É sempre bom lembrar que o Ensino a Distância engloba uma série de ferramentas e metodologias específicas (como tutores on-line, educação na maior parte das vezes assíncrona e muita autonomia do aluno no processo de aprendizado).
Vale lembrar ainda que essas ferramentas não são necessariamente o que a educação remota, emergencial, está utilizando.
Por mais vocacionado que o mestre possa ser, está claro que as aulas expositivas perderam muito do sentido.
Mas também está escancarado que os meios digitais ainda são uma barreira para uma grande parte da comunidade escolar. Edivan Costa Gomes, educador nas redes estadual e municipal (Ensinos Fundamental, Médio e EJA), da zona sul de São Paulo, fala sobre isso:
Modelo de ensino
Surpresas positivas também existem, porque, afinal, ninguém está de recreio. Algumas escolas conseguiram se adaptar minimamente, apoiando integralmente o professor, realinhando a metodologia e o integrando ao processo. “É possível, por exemplo, além de orientar melhor sobre as questões técnicas, dividir o currículo entre os professores de uma matéria para que eles gravem aulas que possam ser dadas a diferentes turmas”, ensina Laís Xavier.
Segundo ela, é possível ter algumas ações de mitigação de danos para os alunos em situações mais vulneráveis, distribuindo conteúdo que o estudante possa baixar em um wi-fi público e depois acessá-lo off-line. No limite, para esses, é preciso conjugar uma estratégia híbrida, oferecendo também material impresso. “Em todos os aspectos, o conteúdo distribuído de modo assíncrono faz mais sentido. Afinal, é raro haver dispositivos à disposição de todo mundo da casa ao mesmo tempo”, pondera.

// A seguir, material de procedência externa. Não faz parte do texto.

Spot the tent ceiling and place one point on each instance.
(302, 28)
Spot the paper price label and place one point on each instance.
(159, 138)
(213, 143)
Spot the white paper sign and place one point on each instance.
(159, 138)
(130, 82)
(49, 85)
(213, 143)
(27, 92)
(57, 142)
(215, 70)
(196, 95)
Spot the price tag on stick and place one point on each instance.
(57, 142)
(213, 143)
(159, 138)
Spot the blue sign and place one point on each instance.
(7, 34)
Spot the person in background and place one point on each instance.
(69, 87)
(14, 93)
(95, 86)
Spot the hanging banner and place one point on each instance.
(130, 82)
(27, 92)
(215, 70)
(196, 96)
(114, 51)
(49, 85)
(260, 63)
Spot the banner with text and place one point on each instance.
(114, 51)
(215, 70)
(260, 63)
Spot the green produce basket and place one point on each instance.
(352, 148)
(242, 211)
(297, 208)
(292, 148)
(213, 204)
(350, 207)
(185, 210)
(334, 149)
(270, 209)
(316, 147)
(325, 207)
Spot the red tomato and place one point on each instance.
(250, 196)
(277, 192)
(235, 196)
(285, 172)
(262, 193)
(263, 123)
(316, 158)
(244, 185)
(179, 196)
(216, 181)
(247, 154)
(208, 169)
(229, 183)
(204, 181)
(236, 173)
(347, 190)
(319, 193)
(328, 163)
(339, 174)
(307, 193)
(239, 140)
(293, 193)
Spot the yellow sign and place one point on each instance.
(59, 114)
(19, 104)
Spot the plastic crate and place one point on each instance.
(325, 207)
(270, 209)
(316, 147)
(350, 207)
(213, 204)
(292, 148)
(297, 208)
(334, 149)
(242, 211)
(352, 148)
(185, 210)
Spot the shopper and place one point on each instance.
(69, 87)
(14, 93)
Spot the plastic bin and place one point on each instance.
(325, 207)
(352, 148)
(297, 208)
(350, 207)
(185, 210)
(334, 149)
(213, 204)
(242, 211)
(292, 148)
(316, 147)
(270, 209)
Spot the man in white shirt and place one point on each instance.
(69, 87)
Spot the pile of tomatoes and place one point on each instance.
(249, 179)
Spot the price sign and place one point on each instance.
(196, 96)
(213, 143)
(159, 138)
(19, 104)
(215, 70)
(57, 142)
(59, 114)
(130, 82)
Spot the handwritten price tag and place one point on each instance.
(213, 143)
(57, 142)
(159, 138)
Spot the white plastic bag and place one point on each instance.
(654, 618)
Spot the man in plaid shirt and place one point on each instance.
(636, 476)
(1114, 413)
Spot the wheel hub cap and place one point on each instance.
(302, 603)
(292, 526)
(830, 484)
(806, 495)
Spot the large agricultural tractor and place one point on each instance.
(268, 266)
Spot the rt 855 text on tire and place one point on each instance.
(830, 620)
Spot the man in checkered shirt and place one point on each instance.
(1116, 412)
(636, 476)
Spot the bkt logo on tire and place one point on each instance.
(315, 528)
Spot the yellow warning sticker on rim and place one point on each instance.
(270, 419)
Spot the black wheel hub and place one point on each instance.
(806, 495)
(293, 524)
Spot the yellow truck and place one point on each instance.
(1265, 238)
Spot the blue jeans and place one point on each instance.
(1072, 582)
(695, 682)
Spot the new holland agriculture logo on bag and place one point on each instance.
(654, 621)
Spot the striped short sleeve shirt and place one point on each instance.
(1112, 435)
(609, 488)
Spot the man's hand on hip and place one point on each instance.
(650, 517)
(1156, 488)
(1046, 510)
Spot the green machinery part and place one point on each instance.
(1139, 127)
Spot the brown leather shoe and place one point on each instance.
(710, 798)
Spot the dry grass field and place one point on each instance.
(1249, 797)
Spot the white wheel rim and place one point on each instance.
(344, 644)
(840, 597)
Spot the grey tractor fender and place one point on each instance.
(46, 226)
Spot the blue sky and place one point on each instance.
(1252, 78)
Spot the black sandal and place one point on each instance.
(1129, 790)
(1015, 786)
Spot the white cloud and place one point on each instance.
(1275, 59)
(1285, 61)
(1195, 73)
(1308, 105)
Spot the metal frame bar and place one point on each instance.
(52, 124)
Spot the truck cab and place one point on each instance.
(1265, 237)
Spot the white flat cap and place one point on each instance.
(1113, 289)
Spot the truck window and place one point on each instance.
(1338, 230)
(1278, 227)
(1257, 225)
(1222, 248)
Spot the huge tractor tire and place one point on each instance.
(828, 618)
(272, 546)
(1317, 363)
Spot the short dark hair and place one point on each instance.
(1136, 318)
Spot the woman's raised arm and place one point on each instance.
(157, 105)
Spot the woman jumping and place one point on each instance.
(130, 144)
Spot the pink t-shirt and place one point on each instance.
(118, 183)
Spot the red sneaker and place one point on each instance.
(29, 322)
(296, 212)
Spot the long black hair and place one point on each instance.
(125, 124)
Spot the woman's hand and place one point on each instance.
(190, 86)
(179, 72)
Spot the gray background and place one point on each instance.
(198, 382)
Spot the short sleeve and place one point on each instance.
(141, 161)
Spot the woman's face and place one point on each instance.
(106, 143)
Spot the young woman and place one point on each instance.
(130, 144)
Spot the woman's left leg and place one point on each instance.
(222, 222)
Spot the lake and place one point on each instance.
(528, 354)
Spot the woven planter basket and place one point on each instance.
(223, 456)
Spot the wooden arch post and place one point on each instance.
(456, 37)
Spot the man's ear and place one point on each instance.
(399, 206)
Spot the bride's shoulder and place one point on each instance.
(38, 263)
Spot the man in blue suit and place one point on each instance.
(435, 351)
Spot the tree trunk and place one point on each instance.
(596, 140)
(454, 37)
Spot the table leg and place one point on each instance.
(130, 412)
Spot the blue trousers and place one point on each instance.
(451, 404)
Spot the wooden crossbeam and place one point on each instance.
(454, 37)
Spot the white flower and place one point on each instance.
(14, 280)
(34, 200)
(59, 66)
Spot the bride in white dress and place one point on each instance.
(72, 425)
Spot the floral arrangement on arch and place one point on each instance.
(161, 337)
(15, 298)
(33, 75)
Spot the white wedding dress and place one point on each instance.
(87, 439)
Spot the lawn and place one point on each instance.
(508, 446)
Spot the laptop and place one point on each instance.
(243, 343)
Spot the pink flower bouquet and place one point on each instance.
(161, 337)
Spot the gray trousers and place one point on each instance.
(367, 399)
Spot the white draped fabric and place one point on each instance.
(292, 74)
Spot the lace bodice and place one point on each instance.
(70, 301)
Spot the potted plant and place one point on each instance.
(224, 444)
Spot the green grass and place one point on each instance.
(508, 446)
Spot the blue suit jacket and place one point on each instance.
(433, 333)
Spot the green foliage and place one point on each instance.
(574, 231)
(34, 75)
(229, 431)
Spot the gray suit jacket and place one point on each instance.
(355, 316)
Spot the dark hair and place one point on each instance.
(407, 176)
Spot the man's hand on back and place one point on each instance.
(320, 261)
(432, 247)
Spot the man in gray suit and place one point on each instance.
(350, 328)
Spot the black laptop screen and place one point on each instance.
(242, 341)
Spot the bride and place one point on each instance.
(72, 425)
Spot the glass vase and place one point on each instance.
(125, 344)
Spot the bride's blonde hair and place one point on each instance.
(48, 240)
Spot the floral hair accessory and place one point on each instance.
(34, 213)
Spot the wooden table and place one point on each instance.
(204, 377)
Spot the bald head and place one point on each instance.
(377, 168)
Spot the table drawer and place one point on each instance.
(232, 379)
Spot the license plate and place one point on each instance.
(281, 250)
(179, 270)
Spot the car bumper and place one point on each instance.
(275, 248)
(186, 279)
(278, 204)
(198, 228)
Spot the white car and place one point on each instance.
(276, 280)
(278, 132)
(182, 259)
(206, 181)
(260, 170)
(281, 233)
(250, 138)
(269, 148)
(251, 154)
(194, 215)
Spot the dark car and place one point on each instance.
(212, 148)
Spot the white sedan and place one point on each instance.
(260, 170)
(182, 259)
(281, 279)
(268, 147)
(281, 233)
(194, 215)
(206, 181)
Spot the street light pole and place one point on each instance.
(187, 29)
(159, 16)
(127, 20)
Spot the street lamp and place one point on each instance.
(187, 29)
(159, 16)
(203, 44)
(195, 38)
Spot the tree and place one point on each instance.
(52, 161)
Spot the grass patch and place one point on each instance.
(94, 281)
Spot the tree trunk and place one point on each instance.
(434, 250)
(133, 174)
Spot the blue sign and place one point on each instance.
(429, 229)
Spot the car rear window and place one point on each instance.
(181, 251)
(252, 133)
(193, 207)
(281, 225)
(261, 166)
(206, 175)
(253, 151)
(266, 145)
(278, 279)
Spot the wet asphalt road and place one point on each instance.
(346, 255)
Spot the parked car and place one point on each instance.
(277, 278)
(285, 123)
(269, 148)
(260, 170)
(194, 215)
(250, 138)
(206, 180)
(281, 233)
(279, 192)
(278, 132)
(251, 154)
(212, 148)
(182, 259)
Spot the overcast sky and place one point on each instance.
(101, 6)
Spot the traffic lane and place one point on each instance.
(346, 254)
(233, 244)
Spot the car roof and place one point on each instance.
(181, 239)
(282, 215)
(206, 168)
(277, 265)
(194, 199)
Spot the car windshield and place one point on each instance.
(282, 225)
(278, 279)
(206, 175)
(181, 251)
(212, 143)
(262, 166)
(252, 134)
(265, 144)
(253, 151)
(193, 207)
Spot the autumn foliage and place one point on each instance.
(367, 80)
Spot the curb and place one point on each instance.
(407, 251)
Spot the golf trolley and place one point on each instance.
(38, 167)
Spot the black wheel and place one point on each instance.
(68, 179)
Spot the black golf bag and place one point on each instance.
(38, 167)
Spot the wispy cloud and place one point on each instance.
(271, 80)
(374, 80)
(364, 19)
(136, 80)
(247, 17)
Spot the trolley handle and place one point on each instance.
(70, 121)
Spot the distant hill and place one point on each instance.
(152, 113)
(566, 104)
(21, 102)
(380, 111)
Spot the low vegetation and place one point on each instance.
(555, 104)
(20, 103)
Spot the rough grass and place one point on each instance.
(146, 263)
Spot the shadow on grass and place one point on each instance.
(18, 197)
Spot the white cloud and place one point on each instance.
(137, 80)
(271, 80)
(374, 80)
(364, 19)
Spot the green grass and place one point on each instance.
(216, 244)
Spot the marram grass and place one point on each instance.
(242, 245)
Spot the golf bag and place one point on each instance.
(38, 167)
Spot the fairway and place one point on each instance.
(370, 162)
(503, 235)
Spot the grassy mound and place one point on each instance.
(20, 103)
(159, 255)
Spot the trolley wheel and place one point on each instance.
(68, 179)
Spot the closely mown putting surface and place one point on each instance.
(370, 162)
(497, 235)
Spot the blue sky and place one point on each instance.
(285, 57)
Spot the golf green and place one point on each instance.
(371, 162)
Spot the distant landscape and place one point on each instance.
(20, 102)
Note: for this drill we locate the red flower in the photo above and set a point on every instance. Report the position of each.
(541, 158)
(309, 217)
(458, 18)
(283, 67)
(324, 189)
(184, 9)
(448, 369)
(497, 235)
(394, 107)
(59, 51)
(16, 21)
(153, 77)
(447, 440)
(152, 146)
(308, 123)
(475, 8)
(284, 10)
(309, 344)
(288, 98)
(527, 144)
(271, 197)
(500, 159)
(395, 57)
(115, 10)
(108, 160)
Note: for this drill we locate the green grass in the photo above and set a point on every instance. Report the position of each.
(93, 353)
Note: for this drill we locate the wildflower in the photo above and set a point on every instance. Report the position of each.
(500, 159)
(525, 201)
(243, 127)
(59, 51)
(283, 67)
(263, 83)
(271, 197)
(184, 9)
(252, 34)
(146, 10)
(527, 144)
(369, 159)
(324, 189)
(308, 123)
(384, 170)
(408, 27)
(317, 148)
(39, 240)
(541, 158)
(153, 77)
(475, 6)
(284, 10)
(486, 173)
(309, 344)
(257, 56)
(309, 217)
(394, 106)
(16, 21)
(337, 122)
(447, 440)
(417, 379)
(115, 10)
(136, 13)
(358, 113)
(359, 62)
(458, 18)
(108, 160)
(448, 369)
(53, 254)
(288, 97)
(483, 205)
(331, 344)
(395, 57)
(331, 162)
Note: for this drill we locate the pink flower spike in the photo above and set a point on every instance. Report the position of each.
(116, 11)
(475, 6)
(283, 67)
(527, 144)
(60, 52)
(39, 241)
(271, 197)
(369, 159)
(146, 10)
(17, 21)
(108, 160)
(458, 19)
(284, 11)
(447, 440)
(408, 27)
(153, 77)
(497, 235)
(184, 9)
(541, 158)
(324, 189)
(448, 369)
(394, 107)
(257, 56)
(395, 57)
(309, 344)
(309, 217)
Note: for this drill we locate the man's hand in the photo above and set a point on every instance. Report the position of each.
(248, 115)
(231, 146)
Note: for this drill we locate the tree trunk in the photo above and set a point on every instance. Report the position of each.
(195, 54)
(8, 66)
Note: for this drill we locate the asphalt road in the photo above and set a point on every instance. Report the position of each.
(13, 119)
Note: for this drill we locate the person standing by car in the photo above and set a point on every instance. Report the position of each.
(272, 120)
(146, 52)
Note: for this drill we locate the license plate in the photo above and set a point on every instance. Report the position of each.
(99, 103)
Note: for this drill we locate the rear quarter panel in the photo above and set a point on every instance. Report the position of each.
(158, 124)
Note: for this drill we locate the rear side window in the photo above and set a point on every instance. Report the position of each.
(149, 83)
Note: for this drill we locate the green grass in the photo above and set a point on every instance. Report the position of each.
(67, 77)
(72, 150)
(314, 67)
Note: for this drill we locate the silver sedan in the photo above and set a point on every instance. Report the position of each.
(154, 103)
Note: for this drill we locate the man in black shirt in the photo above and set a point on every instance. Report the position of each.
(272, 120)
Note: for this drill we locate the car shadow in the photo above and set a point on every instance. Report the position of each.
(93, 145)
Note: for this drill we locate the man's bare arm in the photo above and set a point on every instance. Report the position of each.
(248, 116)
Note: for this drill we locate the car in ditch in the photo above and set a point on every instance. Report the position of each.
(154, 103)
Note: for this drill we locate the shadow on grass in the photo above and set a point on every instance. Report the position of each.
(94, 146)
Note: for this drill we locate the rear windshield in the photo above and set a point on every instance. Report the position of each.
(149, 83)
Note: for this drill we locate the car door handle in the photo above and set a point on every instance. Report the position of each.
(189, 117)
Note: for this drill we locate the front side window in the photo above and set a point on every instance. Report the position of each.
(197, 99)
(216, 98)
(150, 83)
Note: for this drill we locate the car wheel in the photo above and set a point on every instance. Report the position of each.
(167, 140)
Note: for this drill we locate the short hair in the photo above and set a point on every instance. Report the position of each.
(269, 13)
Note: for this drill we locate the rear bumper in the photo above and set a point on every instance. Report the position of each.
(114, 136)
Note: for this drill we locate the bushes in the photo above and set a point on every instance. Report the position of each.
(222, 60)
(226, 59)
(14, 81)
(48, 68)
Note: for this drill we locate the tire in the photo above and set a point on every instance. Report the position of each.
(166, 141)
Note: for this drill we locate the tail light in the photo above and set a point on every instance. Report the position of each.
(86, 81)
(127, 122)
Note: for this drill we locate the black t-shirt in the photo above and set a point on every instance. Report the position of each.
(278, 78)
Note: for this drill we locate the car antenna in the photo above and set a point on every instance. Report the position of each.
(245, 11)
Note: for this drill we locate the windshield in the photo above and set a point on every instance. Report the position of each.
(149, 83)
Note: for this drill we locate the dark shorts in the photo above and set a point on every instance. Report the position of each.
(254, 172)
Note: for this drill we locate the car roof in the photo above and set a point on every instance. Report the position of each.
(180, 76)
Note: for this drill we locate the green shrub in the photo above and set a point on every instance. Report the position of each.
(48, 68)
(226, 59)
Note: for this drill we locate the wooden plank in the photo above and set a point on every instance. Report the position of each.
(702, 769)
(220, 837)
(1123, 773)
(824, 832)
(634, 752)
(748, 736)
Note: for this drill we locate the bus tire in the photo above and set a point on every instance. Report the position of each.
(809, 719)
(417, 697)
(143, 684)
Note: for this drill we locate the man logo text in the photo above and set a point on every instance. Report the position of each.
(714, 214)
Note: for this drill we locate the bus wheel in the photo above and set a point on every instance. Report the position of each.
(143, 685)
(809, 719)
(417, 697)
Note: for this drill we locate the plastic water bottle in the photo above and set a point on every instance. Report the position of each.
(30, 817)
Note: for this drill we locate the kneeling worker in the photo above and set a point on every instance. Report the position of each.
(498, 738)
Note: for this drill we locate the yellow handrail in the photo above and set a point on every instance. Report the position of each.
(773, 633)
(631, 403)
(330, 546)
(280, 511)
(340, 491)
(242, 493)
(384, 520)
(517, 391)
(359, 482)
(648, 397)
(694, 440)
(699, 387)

A experiência digital já mostrou a Laís que, para cada tópico, o melhor a fazer é gravar uma aula de até 10 minutos (pílulas de conhecimento) e indicar aos alunos a sequência ideal de visualização do material. “Com um conjunto de aulas sob demanda, o aluno só precisa voltar no pedaço que tem dúvida, economizando banda de dados”, garante ela, que ainda sugere além dos vídeos curtos, com pílulas de conhecimento, oferecer exercícios de reforço de aprendizagem e incluir comentário nas respostas também podem ajudar.
Com tanto tempo longe da tradicional sala de aula, é bem capaz de muito mestre estar com saudade até da mão ressecada e da roupa cravada de pó de giz. Saudade que, por sinal, deve demorar bastante a se curar.